### Experiment 1: Poisson model simulation

Here, we examined the performance of the functional connectivity analysis methods using a dataset generated by simulating a network of GLM-based spike response models. We designed an artificial neuronal network of 15 neurons (Fig 1a) consisting of three groups of neurons, G1, G2, and G3, each of which consisted of five neurons. This is a recurrent network: G1 \(\rightarrow\) G2 \(\rightarrow\) G3 \(\rightarrow\) G1. From G1 to G2, there are ten excitatory connections among 25 pairs of pre- and post-synaptic neurons. Similarly from G2 to G3, there are ten excitatory connections among 25 pairs, and from G3 to G1, there are ten inhibitory connections among 25 pairs. There is no connection between neurons belonging to the same group. The activity of each neuron was simply determined by a GLM-based spike response model, Eqs. (1) and (2), with the complementary log-log link function that simulates a Poisson spike model. Each neuron also received an external white Poisson input of around 50–150 Hz independently from the external input to the other neurons. This assumption that the external input was independent between neurons is slightly different from the one assumed by our GLM model, in which the external input is shared by the observed neurons. However, as this situation of independent Poisson inputs is much simpler, our GLM-based spike response model can deal with it by just removing the estimation procedure of the external input (“Estimation of external input” section). The activities of all 15 neurons were observed at a sampling frequency of 200 Hz. With these settings, we obtained from 0.6 to 2 spikes on average per neuron per 1 s (200 observation time-samples).

First, we compared results of the sparse and non-sparse estimation methods for GLM. We selected spike train data of 2000 and 10,000 samples from the simulated data for training and 10,000 samples for validation.

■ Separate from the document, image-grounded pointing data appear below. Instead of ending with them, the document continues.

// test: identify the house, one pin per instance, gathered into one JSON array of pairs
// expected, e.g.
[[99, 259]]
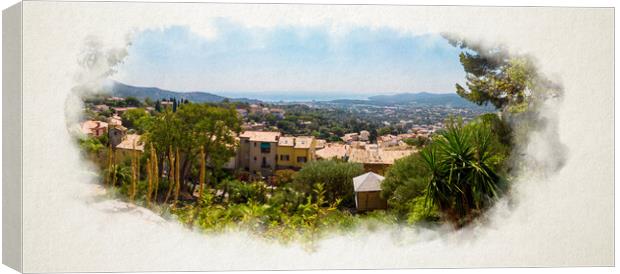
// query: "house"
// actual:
[[129, 144], [332, 151], [101, 108], [94, 128], [278, 113], [367, 189], [388, 140], [294, 152], [258, 151], [120, 111], [242, 113], [116, 99], [364, 136], [350, 137], [166, 104], [320, 143], [377, 159], [116, 134]]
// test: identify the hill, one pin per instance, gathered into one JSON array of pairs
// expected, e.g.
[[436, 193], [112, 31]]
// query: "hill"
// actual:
[[123, 90], [423, 98]]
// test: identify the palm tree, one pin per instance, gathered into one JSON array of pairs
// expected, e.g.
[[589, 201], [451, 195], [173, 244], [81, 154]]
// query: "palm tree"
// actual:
[[464, 178]]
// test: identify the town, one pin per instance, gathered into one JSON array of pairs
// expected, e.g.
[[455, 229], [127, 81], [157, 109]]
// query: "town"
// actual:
[[261, 150]]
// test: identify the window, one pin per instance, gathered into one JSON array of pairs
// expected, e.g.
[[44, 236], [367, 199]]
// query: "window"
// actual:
[[264, 163], [265, 147]]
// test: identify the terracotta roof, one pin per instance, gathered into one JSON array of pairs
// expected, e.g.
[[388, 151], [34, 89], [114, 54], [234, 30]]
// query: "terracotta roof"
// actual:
[[261, 136], [303, 142], [377, 155], [332, 150], [368, 182], [89, 126], [286, 141], [131, 141]]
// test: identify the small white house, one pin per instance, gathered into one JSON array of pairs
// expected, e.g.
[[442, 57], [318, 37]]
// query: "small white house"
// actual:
[[367, 189]]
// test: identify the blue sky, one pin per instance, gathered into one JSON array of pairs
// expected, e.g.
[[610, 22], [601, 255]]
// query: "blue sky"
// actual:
[[291, 61]]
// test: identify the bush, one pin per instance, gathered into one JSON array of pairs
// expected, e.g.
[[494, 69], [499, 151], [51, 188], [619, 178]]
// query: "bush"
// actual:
[[336, 175]]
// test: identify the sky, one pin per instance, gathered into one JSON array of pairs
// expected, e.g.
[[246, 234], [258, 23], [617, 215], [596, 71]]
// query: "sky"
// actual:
[[291, 62]]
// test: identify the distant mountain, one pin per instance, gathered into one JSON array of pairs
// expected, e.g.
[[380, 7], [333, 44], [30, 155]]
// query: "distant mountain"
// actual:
[[123, 90], [423, 98]]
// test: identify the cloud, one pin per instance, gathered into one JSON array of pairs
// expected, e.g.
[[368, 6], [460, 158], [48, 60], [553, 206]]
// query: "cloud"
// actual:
[[292, 59]]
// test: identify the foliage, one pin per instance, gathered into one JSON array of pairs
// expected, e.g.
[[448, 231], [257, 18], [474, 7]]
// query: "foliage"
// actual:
[[336, 175], [465, 164], [135, 118], [284, 177], [404, 181], [507, 82], [91, 145]]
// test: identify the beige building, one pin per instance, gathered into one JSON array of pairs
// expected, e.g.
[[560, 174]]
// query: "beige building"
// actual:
[[258, 151], [94, 128], [375, 158], [295, 152], [367, 189]]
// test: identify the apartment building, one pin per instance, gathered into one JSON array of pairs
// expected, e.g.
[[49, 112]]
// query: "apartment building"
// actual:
[[258, 151], [294, 152]]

The sample numbers in both cases are considerably shorter than some typical cases; as a reference, Kim et al. [7] used 50,000 samples to demonstrate their method. When using 50,000 samples, we found our method achieved 100 % accuracy, although the results are not shown here.

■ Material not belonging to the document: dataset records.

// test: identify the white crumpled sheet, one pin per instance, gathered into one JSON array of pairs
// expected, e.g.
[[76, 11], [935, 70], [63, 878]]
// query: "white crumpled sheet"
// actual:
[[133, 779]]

We compared two types of regularization, group lasso (gl) and L2 (l2) for GLM, corresponding to sparse and non-sparse estimation, respectively. We also used L1 regularization, but did not show its results because the performance with L1 was comparable to that of group lasso. We also compared two link functions, logistic (lr) and Poisson (pr); here *Poisson* stands for the complementary log-log link function that simulates Poisson spikes. The SRFs were estimated using the training data with various hyperparameters that determine the strength of regularization. The estimated SRFs were evaluated with two criteria, detection accuracy of the true functional connectivity and fitness to unseen data; detection accuracy is shown as a receiver operating characteristic (ROC) curve and the area under the curve (AUC) score, whereas fitness is given by the log-likelihood for the 10,000 samples for validation. In sparse estimation like with group lasso regularization, some statistics like *Peak* may be exactly zero for some connections. Although a naive threshold to detect functional connectivity based on such statistics would be zero, setting a non-zero threshold can in fact produce better functional connectivity estimations. Therefore, we evaluated ROC and AUC by changing the threshold value even for sparse estimation methods.

Figure 1 shows the results. In all aspects, logistic and Poisson link functions did not show any significant differences whereas the difference between sparse and non-sparse estimation was fairly large. When the hyperparameter was determined to increase the fitness to the validation data, the connectivity detection performance was poor as shown in the ROC curves (b) and (e). As shown in the panels (c) and (f), the best hyperparameters in terms of the detection accuracy or AUC were smaller than those for the largest fitness (marked). The AUC could be made larger by arbitrarily setting the hyperparameter to a smaller value. With respect to the fitness, the best model was achieved by group lasso in both sizes of training data, 2000 and 10,000 as shown in (d) and (g), respectively. With respect to the detection accuracy, the best AUC with the L2 regularization (AUC=0.88) was better than that with group lasso (AUC=0.85) for \(T=2000\), and the best AUCs were 1.0 with both L2 and group lasso for \(T=10{,}000\) as shown in (c) and (f), respectively. More importantly, L2 regularization performed well for a wide range of hyperparameters, while group lasso with non-optimal hyperparameters performed noticeably worse than the best performance.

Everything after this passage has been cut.